Platform is a global, diversified producer of high-technology specialty chemicals and a provider of technical services. The business involves the formulation of a broad range of solutions-oriented specialty chemicals, which are sold into multiple industries, including automotive, agriculture, animal health, electronics, graphic arts, and offshore oil and gas production and drilling.

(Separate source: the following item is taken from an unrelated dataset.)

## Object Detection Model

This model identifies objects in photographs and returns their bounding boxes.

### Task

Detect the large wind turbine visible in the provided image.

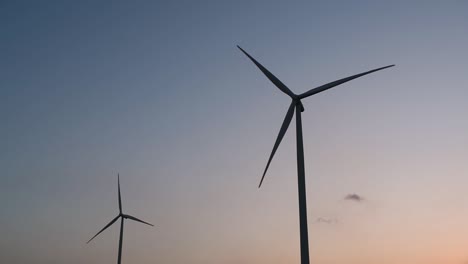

Certain statements contained in this release are intended to qualify for the safe harbor from liability established by the Private Securities Litigation Reform Act of 1995 as it contains “forward-looking statements” within the meaning of the federal securities laws, which include statements regarding expectations, beliefs, plans, intentions, projections or other statements regarding the future. These projections and statements are based on management’s estimates and assumptions with respect to future events and financial performance, and are believed to be reasonable, though are inherently difficult to predict. The statements in this release are not guarantees of future performance, and actual results could differ materially from current expectations. A number of factors could cause or contribute to such differences, which include, among others, Platform’s ability to consummate the tender offer and consent solicitation and the redemption, the availability and cost of debt financing, market volatility, unanticipated delays and transaction expenses, legal, tax and regulatory requirements and overall global and economic business conditions impacting Platform’s business. Additional information concerning factors that could cause results to vary is, or will be, included in Platform’s periodic and other reports filed with the Securities and Exchange Commission, including Platform’s annual report on Form 10-K for the fiscal year ended December 31, 2016 and quarterly report on Form 10-Q for the quarter ended September 30, 2017. Platform undertakes no obligation to update any forward-looking statements, whether as a result of new information, future events or otherwise.